By 1860, as the number of students reached 250, the chapel for daily Mass and Sunday Vespers had become too small. The Gesù, a new chapel that would also be open to the public, was eventually finished and inaugurated in 1865.
Students and Jesuits alike were happy with the easy access to the new chapel linked to the main wing of the College in such a way that the entire student body could be evacuated efficiently. Some even said that only five minutes were needed to move four floors of students from classrooms into the pews of the nave—thanks to the magic of a grand spiral staircase.
Once in the Gesù they could not but be impressed by the extraordinary iconography dominated by the two huge paintings representing the first communions of the Jesuit “Boy Saints,” patrons of youth: Stanislaus Kostka, 18, and Aloysius Gonzaga, 23. The students could thus feel very much at home in the Gesù, surrounded by their patron saints, and high above them all, the Sacred Heart of Jesus dominating the entire holy space.

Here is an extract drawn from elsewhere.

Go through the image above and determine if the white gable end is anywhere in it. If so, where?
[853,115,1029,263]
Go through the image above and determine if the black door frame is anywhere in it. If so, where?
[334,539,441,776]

Theatre in the service of Learning, Religion and the Arts
Scientia. Religioni. Artibus.
The Ratio Studiorum, the Jesuit “plan of studies,” considers theatre as essential to a classical education. St. Mary’s College quickly took up the tradition which, in fact, went back to the 1658 production performed in Algonquin, French and Huron at the Jesuit College in Quebec City. Ésope au collège, a work by an 18th century Jesuit, was the first play produced at St. Mary’s in 1852. In 1866, the play L’enfant prodigue by the same author, Paul de Cerceau, S.J., inaugurated the new theatre at the Gesù.
L’Aiglon, Edmond Rostand’s Bonapartist panegyric, was very popular early in the 20th century.
The long oratorical monologues throughout the play were special favourites. Produced for the first time in 1915 and starring Henri Letondal, it was repeated several times until 1939 when Jean Gascon played the title role.
Later in the 1940s, many theatre companies chose to make their home base at the Gesù: Les Compagnons de Saint-Laurent, Le Théâtre du Rideau Vert, L’Équipe, La Compagnie V.L.M., La Nouvelle Compagnie Théâtrale, Le Théâtre du Nouveau Monde and many others, the best known productions being Gratien Gélinas’ Les Fridolinades reviews.
Following the closing of the College in 1969, the Church and the Theatre of the Gesù continue on this original site to bear witness to the 400-year-old Jesuit tradition.
Grand Dieu ! ce n’est pas une cause
Que j’attaque ou que je défends —
Et ceci n’est pas autre chose
Que l’histoire d’un pauvre enfant.
A healthy mind in a healthy body
Mens sana in corpore sano
Team sports are a fundamental part of every Jesuit high school, college or university. From the very beginning at St. Mary’s College gymnastics and lacrosse were decidedly prominent, the latter remaining the favourite until the 1950s. Baseball, basketball, handball, pool, relay-racing, snowshoeing, volleyball followed in turn until hockey became the favourite. In 1858, the Student Council created a “Sports Council,” placing the then 17-year-old Honoré Mercier in charge of all sports equipment.
It was cooperation between St. Mary’s and Collège Mont-Saint-Louis that launched the Intercollegiate Hockey League and St. Mary’s was the first to have a well-organized lacrosse team. Later, in the intercollegiate football league, the St. Mary’s team was the only one to win a championship three years in a row.